De naam Stroobos
Geplaatst op: 16 november 2010 Hoort bij: Geschiedenis, Taal 4 reacties“De naam”, zegt Wikipedia over Stroobos,
“zou voor het eerst zijn gebruikt in 1655, toen het Hoendiep werd gegraven, en zou verwijzen naar onderkomens van stro voor de arbeiders die het kanaal groeven.”
Deze opvatting staat al te lezen in het schoolmeestersrapport, dat de koster van Doezum in 1828 schreef:
“Het heeft, zoo men zegt, zijn naam ontleend door een groote hoop stroo hetwelk de werklieden daar hadden verzameld, ten tijde dat de vaart daar gegraven is, om zich daarin of achter te schuilen, bij regenachtige tijden, om dat er nog geene huizen voorhanden waren”
Of los stro zoveel dekking in het open veld geeft? De naamkundige W. de Vries geloofde in 1946 maar half in de naamsverklaring. “Ik vrees”, zo schreef hij,
“dat ons nooit histories gegevens te hulp zullen komen. In ’t Westerkwartier is het echter ’n staande aardigheid, als men naar bed gaat te zeggen: “Ik ga naar Strobos toe.”

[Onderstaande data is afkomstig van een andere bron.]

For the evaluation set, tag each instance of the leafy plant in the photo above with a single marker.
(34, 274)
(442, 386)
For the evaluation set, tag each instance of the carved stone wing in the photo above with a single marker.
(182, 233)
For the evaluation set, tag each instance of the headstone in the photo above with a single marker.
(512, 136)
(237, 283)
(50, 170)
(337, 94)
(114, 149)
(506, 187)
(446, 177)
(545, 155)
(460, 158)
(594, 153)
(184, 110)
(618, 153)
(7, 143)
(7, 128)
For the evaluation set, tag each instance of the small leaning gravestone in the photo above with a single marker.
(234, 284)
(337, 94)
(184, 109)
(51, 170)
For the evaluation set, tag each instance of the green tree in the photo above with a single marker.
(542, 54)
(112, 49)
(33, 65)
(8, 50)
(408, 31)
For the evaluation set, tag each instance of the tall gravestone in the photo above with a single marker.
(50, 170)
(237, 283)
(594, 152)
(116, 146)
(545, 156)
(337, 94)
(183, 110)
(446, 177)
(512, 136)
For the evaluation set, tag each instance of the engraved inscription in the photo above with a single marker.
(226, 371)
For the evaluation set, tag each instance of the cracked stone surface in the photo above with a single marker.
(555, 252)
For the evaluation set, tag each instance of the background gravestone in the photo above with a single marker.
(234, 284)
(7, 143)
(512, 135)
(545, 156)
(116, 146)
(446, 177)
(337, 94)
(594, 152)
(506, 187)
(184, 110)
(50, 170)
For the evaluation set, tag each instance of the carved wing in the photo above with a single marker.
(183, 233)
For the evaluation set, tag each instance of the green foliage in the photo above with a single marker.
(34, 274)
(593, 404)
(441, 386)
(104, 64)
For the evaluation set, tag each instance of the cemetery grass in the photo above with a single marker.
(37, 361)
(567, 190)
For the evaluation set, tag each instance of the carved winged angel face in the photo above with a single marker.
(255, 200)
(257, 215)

Wat De Vries zich niet realiseerde was dat er in de achttiende en negentiende eeuw nog een tweede gehucht Stroobos was, namelijk helemaal aan de andere kant van de provincie Groningen, zo’n beetje halverwege Winschoten en Oude Pekela. Dit bevond zich in een flauwe bocht van het gekanaliseerde riviertje de Pekel A.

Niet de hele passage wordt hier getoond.